The project team was responsive to challenges, providing last-minute design revisions, due to differing site conditions and adjustments. Also, inclement weather, including ice, snow and heavy rains that overtopped a cofferdam, slowed construction. Despite the setbacks, upgrades were completed 2 weeks early, in June 2010—allowing PSE to refine facility operations ahead of the fish runs. The project was also completed with a perfect safety record—CDM Smith logged more than 56,000 work hours without a lost-time injury or recordable Occupational Safety and Health Administration incident during the 14-month working period. According to Don Thompson, PSE project engineer, the project serves as “a model for the completion of complex one-off projects. This facility required considerable collaboration between the owner, design engineer and CDM Smith. We are very pleased with how we all worked together.”
A Salmon's Schedule
Scheduling was critical because “fish couldn’t be left waiting too long for the ‘doors to open’,” states Williams. “Our agreement with the agencies required that we take the existing fish trap out of service for no more than 4.5 months to demolish a portion of the old trap and construct the new one in its place.” Work was completed over two seasons to accommodate two separate fish runs, occurring between June and December. Work outside of the trap’s existing footprint occurred in 2009, allowing the trap to remain operational. In early 2010, the existing trap structures were removed and upgraded.
In-water work was also timed with releases of water for flood control, power generation, fish runs and recreation. However, some work required PSE to shut down its upstream dam operations to keep the river at a safe working level. “Outages affect revenue generation, so CDM Smith and PSE closely coordinated scheduling to reduce shut downs and quickly resume operations,” says Clabaugh.
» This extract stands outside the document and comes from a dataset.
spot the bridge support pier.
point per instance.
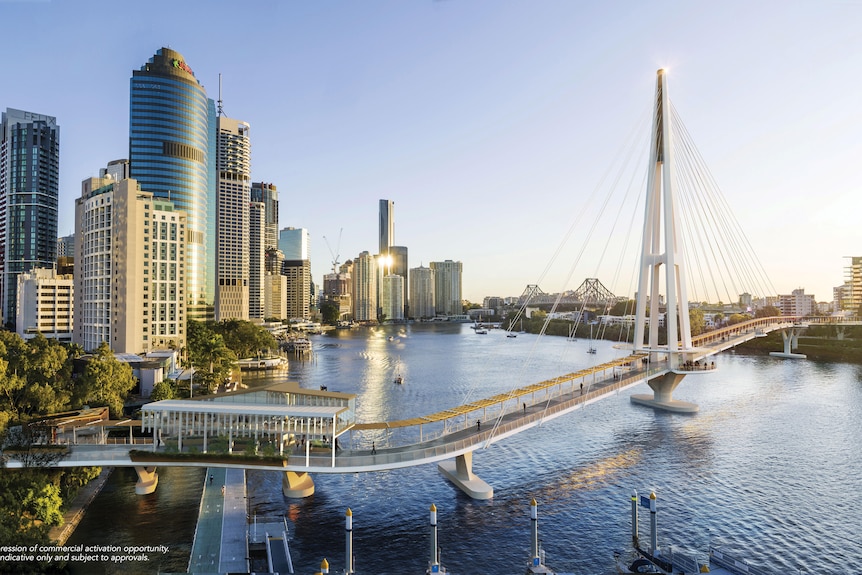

Thompson happily notes, “Excellent construction pre-planning and work execution brought the project in on schedule. The returning salmon didn’t have to wait to enter the trap.”
Following the upgrade, PSE reported a record number of fish—more than 18,000 sockeye—captured and counted at the AFT. Schultz is proud of the new facility. “It was a challenging project and schedule, but provides a major benefit to PSE and the environment.”